- Oni trzymali Joshuę z daleka ode mnie z jakiegoś powodu. Wiedzieli doskonale, jak skończyłaby się nasza walka - mówi Deontay Wilder (41-0-1, 40 KO), odnosząc się do zeszłomiesięcznej porażki Anthony'ego Joshuy (22-1, 21 KO) z Andym Ruizem Jr (33-1, 22 KO).
- Wiedziałem, że prędzej czy później on przegra, choć nie spodziewałem się, że tak szybko i akurat z tym rywalem. Spoczywała na nim spora presja związana z debiutem w USA, a do tego dopiero co efektownie znokautowałem Dominika Breazeale'a.

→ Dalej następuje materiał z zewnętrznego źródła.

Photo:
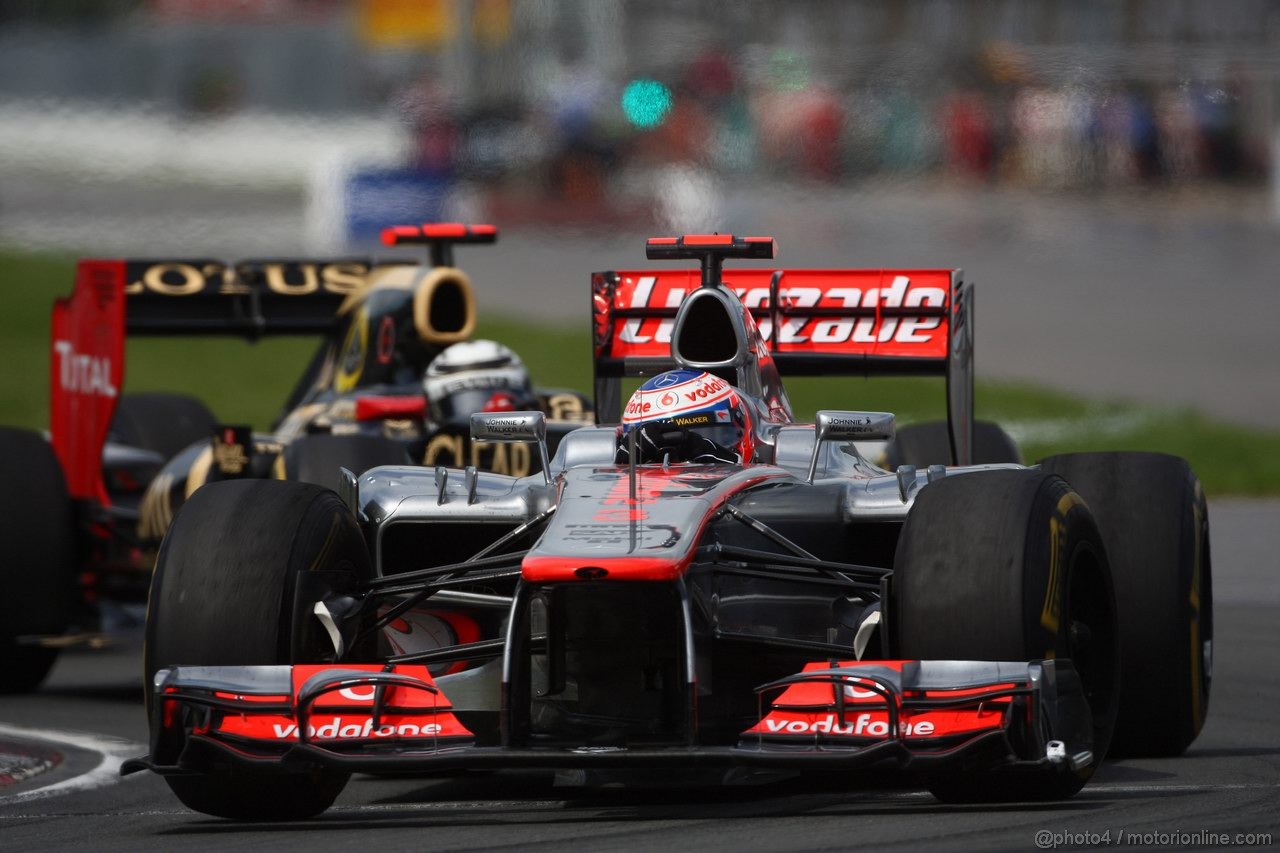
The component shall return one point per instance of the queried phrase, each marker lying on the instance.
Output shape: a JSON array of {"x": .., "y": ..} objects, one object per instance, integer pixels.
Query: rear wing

To wszystko miał w głowie. Nikt nie chce przegrać, a jemu dodatkowo zależało na efektownym zwycięstwie. To wszystko razem go zmroziło, zobaczymy jednak, czy będzie potrafił zrewanżować się za porażkę. W pierwszej walce spodziewałem się wygranej Joshuy na punkty, ale nie mogę powiedzieć, że wynik był dla mnie szokiem - analizuje "Brązowy Bombardier".
Wilder ma zaplanowany rewanż najpierw z Luisem Ortizem, a potem Tysonem Furym w pierwszym kwartale przyszłego roku. Joshua wyjdzie najprawdopodobniej do drugiej walki z Ruizem Jr w listopadzie w Wielkiej Brytanii.